Toeneming van een invaliditeit Artikel 43

1. Ingeval de invaliditeit van een werknemer die uitkeringen op grond van de wetgeving van een enkele lidstaat geniet, toeneemt, zijn de volgende bepalingen van toepassing:

a) indien de betrokkene sedert hij uitkeringen geniet, niet aan de wetgeving van een andere lidstaat onderworpen is geweest, is het bevoegde orgaan van eerstbedoelde staat verplicht uitkeringen toe te kennen overeenkomstig de door

dit orgaan toegepaste wetgeving, daarbij rekening houdende met de toeneming van de invaliditeit;

b) indien de betrokkene sedert hij uitkeringen geniet, aan de wetgeving van een of meer andere lidstaten onderworpen is geweest, worden hem uitkeringen toegekend overeenkomstig de in artikel 39, lid 1, of artikel 40, lid 1, respectievelijk lid 2, bedoelde bepalingen, daarbij rekening houdende met de toeneming van de invaliditeit;

c) indien het totale bedrag van de ingevolge onder b) verschuldigde uitkering of uitkeringen minder bedraagt dan het bedrag van de uitkering die de betrokkene genoot voor rekening van het orgaan dat de uitkeringen voordien verschuldigd was, is bedoeld orgaan verplicht hem een aanvulling gelijk aan het verschil tussen bedoelde bedragen te verlenen;

d) indien in het onder b) bedoelde geval het ter zake van de oorspronkelijke arbeidsongeschiktheid bevoegde orgaan een Nederlands orgaan is en indien:

i) de aandoening die de toeneming van de invaliditeit heeft veroorzaakt, dezelfde is als die welke aanleiding heeft gegeven tot het verlenen van uitkeringen krachtens de Nederlandse wetgeving,

ii) deze aandoening een beroepsziekte is in de zin van de wetgeving van de lidstaat waaraan de betrokkene laatstelijk onderworpen was, en recht geeft op de in artikel 65, lid 1, onder b), bedoelde aanvulling,

en

iii) de wetgeving of wetgevingen waaraan de betrokkene sedert hij uitkeringen geniet, onderworpen is geweest, een wetgeving is of wetgevingen zijn die in bijlage V, deel A, bedoeld is of zijn,

zet het Nederlandse orgaan na de toeneming van de invaliditeit het verlenen van de oorspronkelijke uitkering voort en wordt de uitkering die verschuldigd is krachtens de wetgeving van de laatste lidstaat waaraan de betrokkene onderworpen was, verminderd met het bedrag van de Nederlandse uitkering;

e) indien de betrokkene in het onder b) bedoelde geval geen recht op uitkeringen voor rekening van het orgaan van een andere lidstaat heeft, is het bevoegde orgaan van de eerste staat verplicht uitkeringen toe te kennen volgens de wetgeving van deze staat, daarbij rekening houdende met de toeneming van de invaliditeit en eventueel met inachtneming van artikel 40.

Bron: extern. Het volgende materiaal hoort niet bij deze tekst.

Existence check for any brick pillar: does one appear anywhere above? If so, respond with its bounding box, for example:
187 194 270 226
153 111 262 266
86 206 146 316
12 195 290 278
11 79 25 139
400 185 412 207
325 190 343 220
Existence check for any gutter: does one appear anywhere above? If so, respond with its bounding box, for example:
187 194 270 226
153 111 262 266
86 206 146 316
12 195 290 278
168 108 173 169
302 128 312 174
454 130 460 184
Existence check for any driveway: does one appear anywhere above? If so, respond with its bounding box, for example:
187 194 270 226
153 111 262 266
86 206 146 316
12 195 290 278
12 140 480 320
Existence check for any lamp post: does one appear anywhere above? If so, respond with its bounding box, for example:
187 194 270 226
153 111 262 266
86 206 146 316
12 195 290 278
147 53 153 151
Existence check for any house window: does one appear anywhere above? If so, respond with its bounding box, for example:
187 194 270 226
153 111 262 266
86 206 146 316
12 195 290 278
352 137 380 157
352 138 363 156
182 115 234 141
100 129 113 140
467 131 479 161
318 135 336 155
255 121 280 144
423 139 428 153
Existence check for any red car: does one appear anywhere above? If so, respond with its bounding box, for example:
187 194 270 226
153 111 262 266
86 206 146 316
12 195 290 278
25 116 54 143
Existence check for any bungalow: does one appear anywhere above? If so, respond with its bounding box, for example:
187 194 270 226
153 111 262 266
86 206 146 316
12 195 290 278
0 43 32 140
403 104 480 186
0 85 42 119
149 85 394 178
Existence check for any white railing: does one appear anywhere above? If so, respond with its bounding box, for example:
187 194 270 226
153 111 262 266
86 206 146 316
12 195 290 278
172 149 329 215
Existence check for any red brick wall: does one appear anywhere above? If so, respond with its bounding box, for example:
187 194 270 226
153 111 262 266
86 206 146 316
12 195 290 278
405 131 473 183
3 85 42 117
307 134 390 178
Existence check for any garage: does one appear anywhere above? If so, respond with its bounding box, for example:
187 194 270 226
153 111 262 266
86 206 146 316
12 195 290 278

2. Ingeval de invaliditeit van een werknemer die uitkeringen geniet krachtens de wetgevingen van twee of meer lidstaten, toeneemt, worden hem uitkeringen toegekend overeenkomstig artikel 42, lid 1, daarbij rekening houdende met de toeneming van de invaliditeit.

Afdeling 4

Hervatting van uitkeringen na schorsing of intrekking – Omzetting van

invaliditeitsuitkeringen in ouderdomsuitkeringen – Herberekening van op grond van artikel 41 vastgestelde uitkeringen

Artikel 44

Vaststelling van het orgaan dat de uitkeringen verschuldigd is bij het hervatten van de betaling van invaliditeitsuitkeringen

1. Indien de betaling van uitkeringen na schorsing moet worden hervat, geschiedt deze door het orgaan of de organen die de uitkeringen verschuldigd was of waren op het tijdstip waarop zij werden geschorst, onverminderd het bepaalde in artikel 45.

2. Indien na intrekking van de uitkeringen de toestand van de betrokkene hernieuwde toekenning van uitkeringen rechtvaardigt, worden deze overeenkomstig artikel 39, lid 1, of artikel 42, lid 1, respectievelijk lid 2, toegekend.

Artikel 45

Omzetting van invaliditeitsuitkeringen in ouderdomsuitkeringen – Herberekening van op grond van artikel 41 vastgestelde uitkeringen

1. De invaliditeitsuitkeringen worden eventueel in ouderdomsuitkeringen omgezet onder de voorwaarden gesteld door de wetgeving of wetgevingen krachtens welke zij zijn toegekend, en overeenkomstig het bepaalde in hoofdstuk 3.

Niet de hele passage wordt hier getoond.